Thoughts on Sci-Fi starship combat

So I was thinking about how to do capital ship combat in my books, and was comparing my ideas to the common standards out there (Star Trek, Star Wars, etc), and realized that a lot of realism has been sacrificed in the name of cinema.  Star Wars is the worst offender, with a couple of Trek films actually being fairly close to what I would call accurate, such as The Undiscovered Country and Nemesis.

Why would a captain take his trillion dollar ship and park it next to the enemy, then blast the snot out of each other until one of them explodes?  A quote, I believe from Admiral Horatio Nelson, says that “no captain can do very wrong if he places his ship alongside that of an enemy.”  That was fine when ships were powered by wind and sail, but if we’re talking combat in space, we need to think about how our technology would be used.

Combat would, in my opinion, happen much like modern day.  Ships would have some close-in defenses (the US Navy’s CIWS for shooting down missiles), direct-fire lasers (the 5 or 3 inch guns) and long range torpedoes (cruise missiles or even Harpoon/Exocet).  The idea would be to not let your ship be hit by the enemy.  We must assume that any weapon would be packed with explosives, and therefore standing off to the longest safe range would be the most practical solution.  In addition, fighters and attack craft would be used to weaken or destroy enemy ships at range.

There is a concept for surface combat from the battleship age called the Immune Zone.  Very simply put, it’s a range of distance in which the ship’s armor (or in the case of my novels, shields and armor) can stop a particular gun’s shells.  In old-time surface combat, ships were usually designed with an immune zone constructed to resist the same type of shells that were being fired.  The lower range is that at which the vertical face armor could defeat a direct hit, and the upper number is the maximum range at which the ship’s horizontal armor could protect against plunging fire.  Within this range is a ship’s best chance for survival- it’s defenses are most effective, and it’s own shells are at optimum range as well.  Not exactly Immune, but you get the idea.  In my novels, minimum range is determined by shielding, and maximum is determined by point defense systems that would shoot down incoming torpedoes.  Within that range, the ship’s weapons are most effective while defenses are given their best chance of protecting the vessel.

Laser fire, in my mind, breaks down into two types- sustained beam and the Star Wars style jacketed energy blast.  Either way, there has to be a maximum effective range, determined by the ability of the beam or energy packet to hold together and be close enough to the enemy that he can’t simply just change course and have the incoming fire miss.

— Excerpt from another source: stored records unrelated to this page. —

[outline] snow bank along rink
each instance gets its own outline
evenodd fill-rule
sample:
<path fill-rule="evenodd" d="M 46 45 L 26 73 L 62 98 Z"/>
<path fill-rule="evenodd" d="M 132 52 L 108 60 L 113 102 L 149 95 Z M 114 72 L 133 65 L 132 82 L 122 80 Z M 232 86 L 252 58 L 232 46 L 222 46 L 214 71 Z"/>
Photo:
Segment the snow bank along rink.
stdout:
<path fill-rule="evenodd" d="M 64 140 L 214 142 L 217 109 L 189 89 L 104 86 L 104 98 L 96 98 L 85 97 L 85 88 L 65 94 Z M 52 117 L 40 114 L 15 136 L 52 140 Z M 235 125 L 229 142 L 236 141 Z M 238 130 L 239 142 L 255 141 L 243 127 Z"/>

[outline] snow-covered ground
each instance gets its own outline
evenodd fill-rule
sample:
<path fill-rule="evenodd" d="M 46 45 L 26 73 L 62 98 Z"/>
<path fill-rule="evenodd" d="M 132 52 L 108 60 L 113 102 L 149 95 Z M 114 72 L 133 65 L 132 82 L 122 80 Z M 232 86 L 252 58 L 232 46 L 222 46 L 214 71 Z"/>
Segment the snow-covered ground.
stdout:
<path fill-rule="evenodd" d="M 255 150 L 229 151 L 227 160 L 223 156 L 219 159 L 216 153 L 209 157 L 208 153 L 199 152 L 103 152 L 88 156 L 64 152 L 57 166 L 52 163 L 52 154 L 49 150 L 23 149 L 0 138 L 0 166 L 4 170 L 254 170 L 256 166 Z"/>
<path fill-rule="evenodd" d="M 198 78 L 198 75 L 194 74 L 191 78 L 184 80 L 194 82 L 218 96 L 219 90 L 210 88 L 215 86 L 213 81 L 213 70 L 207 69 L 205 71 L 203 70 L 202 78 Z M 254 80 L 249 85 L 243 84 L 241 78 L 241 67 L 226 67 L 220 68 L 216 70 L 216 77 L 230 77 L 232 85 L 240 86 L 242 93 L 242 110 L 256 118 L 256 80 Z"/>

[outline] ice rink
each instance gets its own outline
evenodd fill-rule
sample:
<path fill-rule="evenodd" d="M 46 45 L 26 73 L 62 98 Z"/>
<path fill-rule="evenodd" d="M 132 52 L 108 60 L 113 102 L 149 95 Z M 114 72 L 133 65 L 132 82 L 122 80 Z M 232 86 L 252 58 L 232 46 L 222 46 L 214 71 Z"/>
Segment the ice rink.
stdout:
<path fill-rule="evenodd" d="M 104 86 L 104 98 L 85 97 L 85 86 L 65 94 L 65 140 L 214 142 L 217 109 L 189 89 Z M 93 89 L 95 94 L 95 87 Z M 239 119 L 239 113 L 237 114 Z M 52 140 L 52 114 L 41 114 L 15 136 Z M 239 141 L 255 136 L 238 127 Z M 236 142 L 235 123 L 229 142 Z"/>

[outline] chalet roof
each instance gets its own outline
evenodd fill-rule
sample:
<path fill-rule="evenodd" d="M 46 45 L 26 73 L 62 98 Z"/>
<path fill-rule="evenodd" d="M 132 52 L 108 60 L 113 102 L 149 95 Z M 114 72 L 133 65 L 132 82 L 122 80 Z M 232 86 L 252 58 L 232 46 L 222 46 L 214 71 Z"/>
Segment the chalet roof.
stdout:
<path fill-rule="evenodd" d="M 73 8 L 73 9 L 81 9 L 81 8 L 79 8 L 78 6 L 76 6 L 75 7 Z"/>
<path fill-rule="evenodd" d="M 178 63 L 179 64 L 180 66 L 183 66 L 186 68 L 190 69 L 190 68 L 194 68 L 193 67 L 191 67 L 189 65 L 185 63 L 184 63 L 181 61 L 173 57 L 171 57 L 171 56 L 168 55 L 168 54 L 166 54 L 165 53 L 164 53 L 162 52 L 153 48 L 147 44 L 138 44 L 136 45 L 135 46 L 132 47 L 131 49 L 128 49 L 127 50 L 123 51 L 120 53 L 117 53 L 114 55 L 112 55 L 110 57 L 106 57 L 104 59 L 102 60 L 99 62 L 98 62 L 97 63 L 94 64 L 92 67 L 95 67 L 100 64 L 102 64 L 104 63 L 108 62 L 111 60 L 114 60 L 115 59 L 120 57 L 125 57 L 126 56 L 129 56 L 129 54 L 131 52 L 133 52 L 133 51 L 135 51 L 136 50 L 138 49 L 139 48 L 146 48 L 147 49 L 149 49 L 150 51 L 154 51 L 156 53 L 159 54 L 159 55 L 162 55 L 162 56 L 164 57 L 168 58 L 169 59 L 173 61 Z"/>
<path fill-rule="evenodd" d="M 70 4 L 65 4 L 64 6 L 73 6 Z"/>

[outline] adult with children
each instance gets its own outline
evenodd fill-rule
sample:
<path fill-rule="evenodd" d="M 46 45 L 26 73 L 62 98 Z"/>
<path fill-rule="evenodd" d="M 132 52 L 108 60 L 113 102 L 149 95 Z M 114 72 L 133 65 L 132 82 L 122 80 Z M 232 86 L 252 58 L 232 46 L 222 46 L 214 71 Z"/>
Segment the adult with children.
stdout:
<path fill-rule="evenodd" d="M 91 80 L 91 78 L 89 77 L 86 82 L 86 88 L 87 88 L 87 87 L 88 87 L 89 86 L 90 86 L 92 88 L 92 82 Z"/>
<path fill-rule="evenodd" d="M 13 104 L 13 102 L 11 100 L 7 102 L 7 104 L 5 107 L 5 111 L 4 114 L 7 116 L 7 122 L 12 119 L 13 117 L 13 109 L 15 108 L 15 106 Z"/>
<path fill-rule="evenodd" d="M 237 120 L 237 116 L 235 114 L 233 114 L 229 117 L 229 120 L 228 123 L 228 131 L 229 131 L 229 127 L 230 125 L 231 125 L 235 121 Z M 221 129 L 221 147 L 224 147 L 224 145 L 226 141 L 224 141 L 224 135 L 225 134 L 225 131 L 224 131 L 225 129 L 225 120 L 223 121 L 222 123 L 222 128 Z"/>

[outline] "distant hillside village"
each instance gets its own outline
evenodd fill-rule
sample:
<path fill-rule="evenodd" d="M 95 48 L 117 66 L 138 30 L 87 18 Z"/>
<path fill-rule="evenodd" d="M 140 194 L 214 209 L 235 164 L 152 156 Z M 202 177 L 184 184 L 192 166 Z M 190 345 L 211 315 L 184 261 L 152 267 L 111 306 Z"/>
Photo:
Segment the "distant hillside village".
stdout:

Of course, there is room for some sort of high-tech long range laser that manages to hold itself together, in which case it might be better than the torpedo.  The laser couldn’t be spoofed, and if you could see your target and account for it’s possible movement, your beam could hit it.

Torpedoes, in my mind, are the premier space weapon.  They would be fire-and-forget, follow their target, and pack a serious punch.  They could be stealthy, and be launched, steered to a new vector, then activated, much like the modern sub launched torpedo.  Unlike Star Trek, where every torpedo that’s fired seems to hit, I would imagine a CIWS analogue that would track and shoot down incoming torpedoes.

I realize that most of these cinema oddities are done in the name of entertainment; crowds wouldn’t be very excited if a space battle consisted of watching a ship launch torpedoes into the distance, then try to shoot down the incoming enemy torpedoes.  Not nearly as much drama as a Star Destroyer and a Mon Cal ship blasting it out toe to toe.  Still, which battle would you rather be a part of, one where you stood a chance of your ship coming through with minimal damage, or one in which you were guaranteed a close range slugfest?